On a small, grassy hill just inside the Catholic cemetery in Gananoque, stands a granite memorial unlike any of its kind in this final resting spot for hundreds.
It is not the burial spot for some well-known member of this resort community on the St. Lawrence River. It isn’t a memorial for Canada’s war dead. It is mute testimony to the daily, almost ritualistic killing of the most defenceless of all, the unborn.
This memorial for the unborn is the work of the Gananoque Knights of Columbus, Council 4177. Grand Knight Leon Gavin says work began about a year ago, a five-member committee working closely with the local cemetery board and the church.

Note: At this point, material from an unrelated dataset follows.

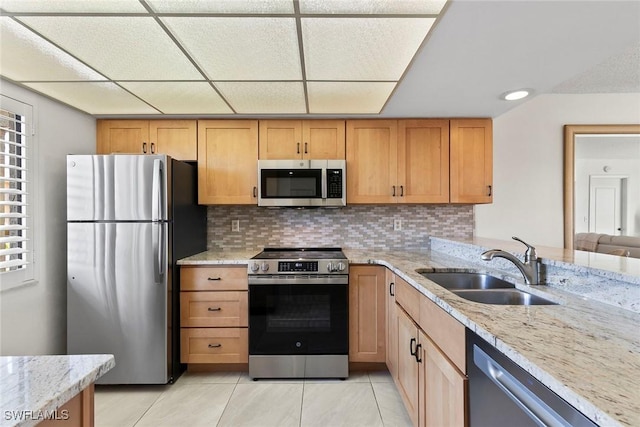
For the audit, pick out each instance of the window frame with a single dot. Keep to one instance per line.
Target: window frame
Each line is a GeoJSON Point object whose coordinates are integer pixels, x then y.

Gavin says his mind was made up “to have it this year,” and on a late August day, Archbishop Francis Spence of the Kingston archdiocese officiated at dedication ceremonies. The event was attended by about 40 members of St. John’s Catholic Church and half a dozen priests.
Deputy Grand Knight Len Charboneau says the idea started in the United States. A similar monument is in St. Mary’s Cemetery in Kingston. “We hope to get the message across,” Charboneau says.
Financing and actual work was done by the Knights of Columbus. A local monument business donated the lettering.
Engraved on the stone, the Virgin Mary holding the Child Jesus with the inscription, “Father forgive them, for they know not what they do.”
Ontario Knights of Columbus have been active dedicating monuments to the unborn throughout the province. Pro-life work is one of the top priorities for the international fraternal organization.
Knights of Columbus Council 1394 of St. Catharines recently joined forces with the city’s Right to Life society to unveil a “Rachel Mourning” monument to unborn children.
The Rachel Mourning ceremony took place at Our Lady of Fatima Mausoleum in Fonthill. Bishop John O’Mara of the St. Catharines diocese officiated at the Fonthill ceremony.